October 16, 2014
A police line tape marks where the media is set up to watch The Village Bend East apartments where a second healthcare worker lives who tested positive for Ebola, Wednesday, Oct. 15, 2014, in Dallas. Fears of the Ebola virus deepened with word that the healthcare worker, a nurse, caught the disease from a patient in Dallas, and flew across the Midwest aboard an airliner the day before she was diagnosed. (AP Photo/LM Otero)

A police line tape marks where the media is set up to watch The Village Bend East apartments where a second healthcare worker lives that tested positive for Ebola, Wednesday, Oct. 15, 2014, in Dallas.
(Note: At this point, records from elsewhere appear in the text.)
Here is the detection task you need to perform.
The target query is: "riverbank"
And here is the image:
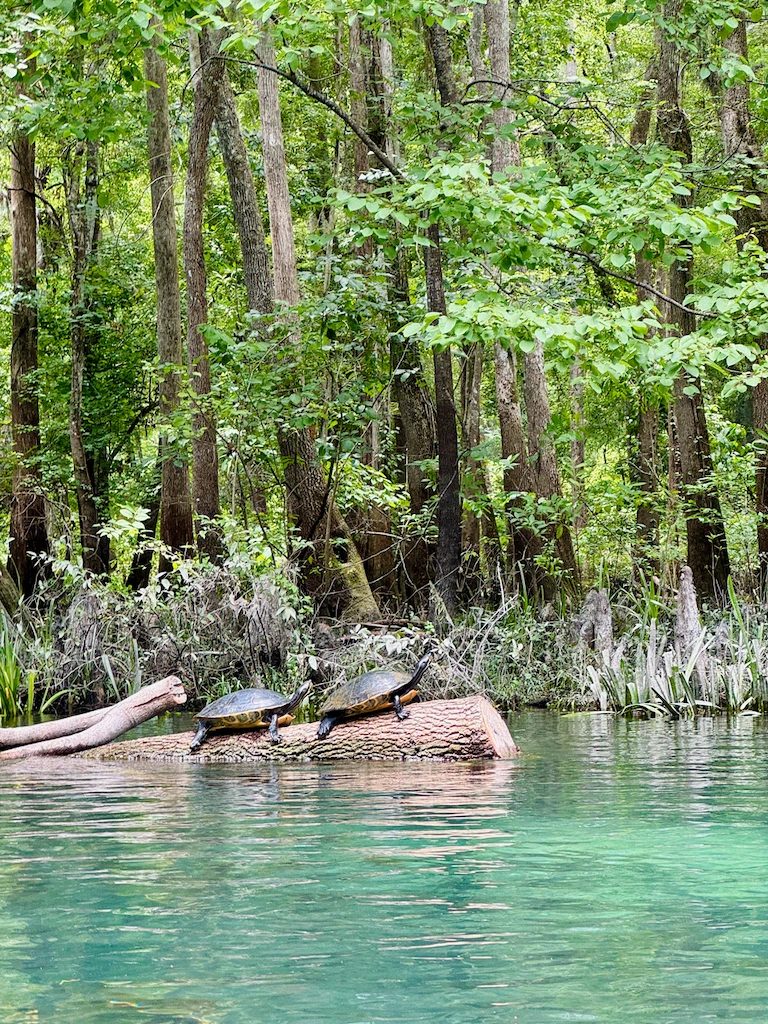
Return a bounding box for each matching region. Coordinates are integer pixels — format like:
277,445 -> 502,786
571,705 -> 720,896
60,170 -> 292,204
0,567 -> 768,724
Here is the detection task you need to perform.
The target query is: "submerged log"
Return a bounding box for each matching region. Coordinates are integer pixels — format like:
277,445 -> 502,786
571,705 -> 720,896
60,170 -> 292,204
81,696 -> 519,763
0,676 -> 186,761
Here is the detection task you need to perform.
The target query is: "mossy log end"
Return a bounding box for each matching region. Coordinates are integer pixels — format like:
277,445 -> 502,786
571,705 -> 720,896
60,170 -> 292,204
81,696 -> 519,764
0,676 -> 186,761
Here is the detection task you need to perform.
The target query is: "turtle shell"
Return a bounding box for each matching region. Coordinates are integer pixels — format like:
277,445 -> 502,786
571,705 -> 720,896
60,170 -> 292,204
195,689 -> 291,729
321,669 -> 416,716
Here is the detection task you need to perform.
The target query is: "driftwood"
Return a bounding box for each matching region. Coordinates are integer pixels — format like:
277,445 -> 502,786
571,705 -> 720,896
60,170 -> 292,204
0,701 -> 109,750
579,590 -> 613,656
0,676 -> 186,761
81,696 -> 519,763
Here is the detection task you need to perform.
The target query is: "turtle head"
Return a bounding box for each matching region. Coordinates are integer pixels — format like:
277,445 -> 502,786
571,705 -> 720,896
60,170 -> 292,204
411,650 -> 434,683
291,679 -> 312,708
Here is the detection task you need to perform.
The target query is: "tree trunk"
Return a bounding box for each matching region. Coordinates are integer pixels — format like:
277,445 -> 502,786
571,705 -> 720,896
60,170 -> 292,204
462,344 -> 501,596
720,15 -> 768,588
424,224 -> 462,615
0,676 -> 186,761
258,35 -> 379,622
8,110 -> 50,597
630,57 -> 660,573
570,359 -> 587,532
424,22 -> 462,615
183,29 -> 224,561
144,39 -> 195,571
63,141 -> 110,574
524,341 -> 578,579
83,696 -> 519,763
125,456 -> 162,592
482,0 -> 520,170
388,248 -> 437,607
494,342 -> 554,600
483,0 -> 575,600
656,0 -> 730,598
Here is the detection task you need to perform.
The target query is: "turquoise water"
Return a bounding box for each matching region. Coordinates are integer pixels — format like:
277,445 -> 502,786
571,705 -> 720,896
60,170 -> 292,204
0,713 -> 768,1024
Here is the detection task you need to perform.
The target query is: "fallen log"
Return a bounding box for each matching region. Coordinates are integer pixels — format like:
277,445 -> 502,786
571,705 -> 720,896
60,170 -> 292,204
0,701 -> 111,750
0,676 -> 186,761
81,696 -> 519,763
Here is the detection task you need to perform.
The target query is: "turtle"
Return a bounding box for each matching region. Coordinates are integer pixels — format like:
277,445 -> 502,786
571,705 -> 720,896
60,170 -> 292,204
189,682 -> 312,751
317,654 -> 432,739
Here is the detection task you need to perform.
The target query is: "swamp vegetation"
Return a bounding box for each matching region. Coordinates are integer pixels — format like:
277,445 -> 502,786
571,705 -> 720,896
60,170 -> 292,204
0,0 -> 768,718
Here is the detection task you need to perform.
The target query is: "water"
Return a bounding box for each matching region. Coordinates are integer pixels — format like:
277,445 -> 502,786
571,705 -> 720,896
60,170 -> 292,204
0,713 -> 768,1024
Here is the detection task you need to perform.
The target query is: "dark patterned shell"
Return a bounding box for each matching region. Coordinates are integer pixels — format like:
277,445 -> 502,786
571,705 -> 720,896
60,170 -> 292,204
195,689 -> 291,727
321,669 -> 414,715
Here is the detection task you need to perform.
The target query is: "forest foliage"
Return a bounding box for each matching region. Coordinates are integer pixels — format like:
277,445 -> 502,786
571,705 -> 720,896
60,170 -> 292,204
0,0 -> 768,707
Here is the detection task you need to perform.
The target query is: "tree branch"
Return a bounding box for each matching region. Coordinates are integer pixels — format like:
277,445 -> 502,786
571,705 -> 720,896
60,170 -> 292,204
217,53 -> 404,180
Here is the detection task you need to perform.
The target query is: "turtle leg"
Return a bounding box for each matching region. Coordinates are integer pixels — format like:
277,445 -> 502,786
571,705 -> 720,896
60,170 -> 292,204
317,715 -> 336,739
189,722 -> 208,753
394,693 -> 411,722
268,715 -> 280,743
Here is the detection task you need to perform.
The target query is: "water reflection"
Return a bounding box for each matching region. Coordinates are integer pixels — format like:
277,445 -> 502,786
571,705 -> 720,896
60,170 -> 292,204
0,714 -> 768,1024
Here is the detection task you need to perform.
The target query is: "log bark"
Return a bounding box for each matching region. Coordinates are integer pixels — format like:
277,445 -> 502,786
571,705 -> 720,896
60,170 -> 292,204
0,676 -> 186,761
81,696 -> 519,763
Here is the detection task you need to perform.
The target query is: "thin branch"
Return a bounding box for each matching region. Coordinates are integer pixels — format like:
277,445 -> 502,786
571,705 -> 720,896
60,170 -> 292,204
217,53 -> 404,181
542,240 -> 718,319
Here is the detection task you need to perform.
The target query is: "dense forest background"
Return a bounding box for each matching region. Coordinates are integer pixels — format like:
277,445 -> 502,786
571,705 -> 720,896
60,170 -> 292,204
0,0 -> 768,714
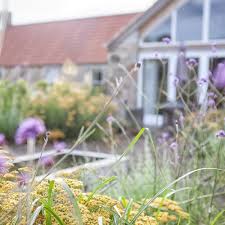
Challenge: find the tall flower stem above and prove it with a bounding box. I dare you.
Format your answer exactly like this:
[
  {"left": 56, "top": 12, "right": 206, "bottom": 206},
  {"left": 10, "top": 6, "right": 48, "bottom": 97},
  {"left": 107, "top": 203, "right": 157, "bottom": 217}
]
[{"left": 208, "top": 140, "right": 222, "bottom": 224}]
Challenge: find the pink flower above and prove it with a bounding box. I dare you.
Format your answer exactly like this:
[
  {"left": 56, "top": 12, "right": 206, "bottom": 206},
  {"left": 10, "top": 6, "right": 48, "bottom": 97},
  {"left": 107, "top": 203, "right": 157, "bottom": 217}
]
[
  {"left": 40, "top": 156, "right": 54, "bottom": 168},
  {"left": 15, "top": 118, "right": 46, "bottom": 145},
  {"left": 17, "top": 173, "right": 30, "bottom": 187},
  {"left": 216, "top": 130, "right": 225, "bottom": 138},
  {"left": 54, "top": 141, "right": 66, "bottom": 152},
  {"left": 212, "top": 63, "right": 225, "bottom": 89},
  {"left": 0, "top": 133, "right": 6, "bottom": 145},
  {"left": 162, "top": 37, "right": 171, "bottom": 45},
  {"left": 0, "top": 155, "right": 9, "bottom": 175}
]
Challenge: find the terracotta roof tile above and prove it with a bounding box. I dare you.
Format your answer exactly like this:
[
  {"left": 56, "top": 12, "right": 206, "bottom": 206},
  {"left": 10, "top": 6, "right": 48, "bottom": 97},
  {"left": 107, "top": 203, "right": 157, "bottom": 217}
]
[{"left": 0, "top": 13, "right": 138, "bottom": 66}]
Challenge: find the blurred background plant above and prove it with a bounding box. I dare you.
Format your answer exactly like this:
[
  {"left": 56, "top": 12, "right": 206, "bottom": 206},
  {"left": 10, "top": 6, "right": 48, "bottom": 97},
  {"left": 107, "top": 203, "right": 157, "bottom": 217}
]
[{"left": 0, "top": 80, "right": 116, "bottom": 142}]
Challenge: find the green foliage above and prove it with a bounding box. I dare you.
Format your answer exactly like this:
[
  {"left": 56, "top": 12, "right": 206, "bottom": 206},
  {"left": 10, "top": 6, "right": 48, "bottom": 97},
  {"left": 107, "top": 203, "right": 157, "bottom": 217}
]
[{"left": 0, "top": 80, "right": 30, "bottom": 140}]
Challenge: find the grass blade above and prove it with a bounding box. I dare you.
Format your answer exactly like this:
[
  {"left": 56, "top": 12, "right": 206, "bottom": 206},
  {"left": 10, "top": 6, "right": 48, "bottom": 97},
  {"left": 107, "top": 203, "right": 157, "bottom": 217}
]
[
  {"left": 29, "top": 206, "right": 43, "bottom": 225},
  {"left": 57, "top": 180, "right": 83, "bottom": 225}
]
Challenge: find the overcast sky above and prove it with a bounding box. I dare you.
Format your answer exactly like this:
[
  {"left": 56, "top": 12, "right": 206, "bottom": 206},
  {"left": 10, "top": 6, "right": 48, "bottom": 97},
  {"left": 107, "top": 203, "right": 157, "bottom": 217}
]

Fears of the Ebola virus deepened with word that the healthcare worker, a nurse, caught the disease from a patient in Dallas, and flew across the Midwest aboard an airliner the day before she was diagnosed. (AP Photo/LM Otero)

There’s certainly no formula for covering Ebola, but journalists in Dallas have had to figure out how to tell the story responsibly over the last two weeks.

I spoke with Rick Holter, vice president of news at KERA News, the local public radio station, and Tom Huang, Sunday and enterprise editor at The Dallas Morning News and an adjunct faculty member at Poynter, about how they’ve approached their coverage. Here are five tips.

1. Stay calm.

“I think the most important thing is staying calm,” said Holter, “especially for managers in the middle of it, even if you’re roiling a little on the inside.”

It’s natural to be freaked out by news of Ebola, but a lot of what we’re hearing isn’t fact-based, he said. So stay calm.

“It’s important to both be calm and to present the appearance of being calm.”

2. Think both short and long term.

At the Morning News, staff have two or three quick daily meetings, Huang said, to talk about the coverage for the day. Those meetings include people from several departments. But they’re also telling the big picture stories.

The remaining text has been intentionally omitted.